皮尔没有将心中的疑惑说出来,他低头看了眼发黄的笔记,默念道:“希望你能给出答案。”
……
八月二十五日。
昨天,斯奎斯塔死了。
这个向来沉默寡言的汉子,被一条只有手指头粗细的蛇钻入了耳朵,等我们意识到事情不对时,他的整个脑袋像是内部被搅烂的西瓜,瞬间爆裂开来。
斯奎斯塔的死,给了足够的警示,我们剩下二十个人才能在那令后颈发凉的爬蛇大军围拢之前,成功离开那个矿洞。
这些畜生个头小,却偏偏速度极快,并且身体似乎受到了矿脉影响,即使被刀剑劈中都很难切断,好在过了不久我们就发现它们似乎十分畏惧水,被水淋湿后全身就会进入一种不自然的僵直状态。
我们队伍中恰好有一位水系魔法师,凭借水盾屏障,我们才最终摆脱了蛇群的追击。
因为事发突然,我们根本来不及回收斯奎斯塔的尸体,这件事也让我们全员都很沮丧。
不过很快,这种沮丧就化为一腔怒火。
林恩所给的情报中,根本没有关于这些怪蛇的记载,我们面对的最大威胁,本该是一种长满荆棘、并能在一定范围内活动的植株。
队内的情绪如同一颗火药桶,至少有一半人认为,那些遗留者故意隐瞒了重要情报,在愈演愈烈的争吵中,事态似乎要朝着极为不妙的方向发展。
这种愤怒,其实并非源于同伴之间深切的情感,而是一种对自身的担忧。
毕竟我们这些人,相聚在一起还没有一个月,这么短的时间内,想要生出情深义重的战友情怀明显不切实际,尤其是大伙各自都有不同的目的,总会以自身安危作为最优先考量。
斯奎斯塔的死没什么,他们担心的,只是自己将来会不会也遭遇同样的下场。
说句不好听的,我对斯奎斯塔的死并没有多少伤感,之所以表现的如此愤怒,也如上面所言,不过是为了自身的利益。
不过仅存的一丝理智还是告诉我,遗留者根本就没有害我们的必要,或者说如果他们想对我们动手,完全不需要用这种不稳定的手段。
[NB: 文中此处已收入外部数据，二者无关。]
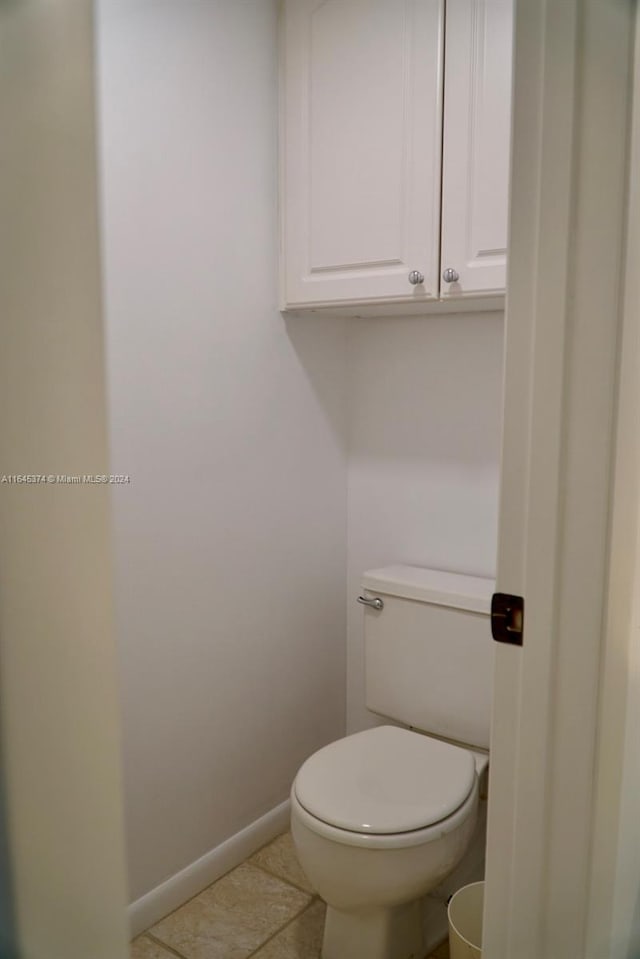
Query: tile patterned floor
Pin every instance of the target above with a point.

好在麦克斯韦也不是意气用事之辈,在众多要声讨遗留者的声音中,强行让场面安静下来,点明营地的人根本没有必要用这种手段谋害,至于其中的原因,等回到营地后,他会讨要一个说法。
不过在真相揭露之前,我们要克制心中的不满,更不能随意动杀机。
这番言辞让我不禁松了一口气,如果在这时候跟遗留者的关系闹僵,只能是雪上加霜,回到大陆就更加无从弹起了。
回到营地,我主动请缨,和麦克斯韦一起找对方讨要说法。
除了这个原因,我也想将前一晚的构思,跟一干营地高层交流一下。
经过一天时间,奥索图依旧没有回来,会见我们的仍旧是剑士林恩。
麦克斯韦将经过复述了一遍,林恩脸上的表情也随之变化,最后他非常诚恳的向我们鞠躬致歉,并承认这是他们的失职。
原来这种怪蛇的习性非常特殊,通常会在地下蛰伏数年乃至数十年,他们已经有近十年没有见过了。
至于我们的遭遇,只能说是运气太差,正好碰到怪蛇惊蛰,集体外出觅食。
最后,林恩再次道歉,并言明会在之后对我们进行适当的补偿。
只是在最后,林恩又以较为委婉的方式,表达了在这个地方,发生任何意外都是有可能的,他希望我们做好心理准备,营地方面自然是希望所有人都能平安无事,可一旦意外发生,也请我们不要迁怒。
麦克斯韦面无表情的点了点头,我也无法判断他此刻的心情,不过我们只是要一个说法而已,斯奎斯塔的死能够换取足够的补偿,想必其他人也会安定下来。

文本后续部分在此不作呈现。